Food Service Inspectors Promoting Restaurant Worker Protection- a Pilot Assessment and Intervention Study

While conducting routine food safety inspections, Bay Area environmental health inspectors identified at least one occupational hazard in approximately 69% of the 261 food facilities inspected as part of a pilot project focusing on preventing work-related injuries. Over 200,000 such injuries occur in U.S. food establishments every year. Recognizing the unique access that environmental health inspectors have to the kitchen and other areas of food facilities when conducting periodic health inspections, UC Berkeley’s Labor Occupational Health Program (LOHP) recruited two Bay Area counties to partner in the development of a pilot assessment and intervention project. LOHP worked with the inspectors of each county to develop distinct protocols for hazard identification and intervention. San Francisco opted for a limited, less time consuming version of the pilot which included a 5-item checklist of sentinel worker safety hazards for the assessment, and an intervention consisting of sharing a letter explaining the pilot effort and providing the facility operator with a brochure on restaurant worker safety. Contra Costa County developed a more time-intensive version including a 15-item checklist with an intervention that distributed the OSHA brochure, targeted safety tipsheets, on-the-spot education, and referral for trainings with LOHP.

San Francisco found that 60% of the restaurants lacked certain required labor signage and 13% of the facilities had ventilation issues.
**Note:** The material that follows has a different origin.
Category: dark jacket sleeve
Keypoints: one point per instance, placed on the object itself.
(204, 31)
Contra Costa County staff found the most common sentinel hazard was the lack of required labor postings, slippery floors, inadequately stocked first aid kits, and absence of non-slip mats. Key challenges to the project included inspectors having to balance “core” food safety responsibilities with the voluntary pilot activities focused on worker safety. Local environmental health departments will likely need to adapt the effort for their own use – one protocol will not “fit all.” The pilot showed promise in collaborating with, as one inspector put it, “the perfect people to be communicating” about worker health and safety in food facilities. The presentation will expand on the findings of the sentinel hazard assessment, feedback from inspectors and operators on the interventions, the evaluation of the two protocols, and how they may be applicable in the participants’ jurisdictions.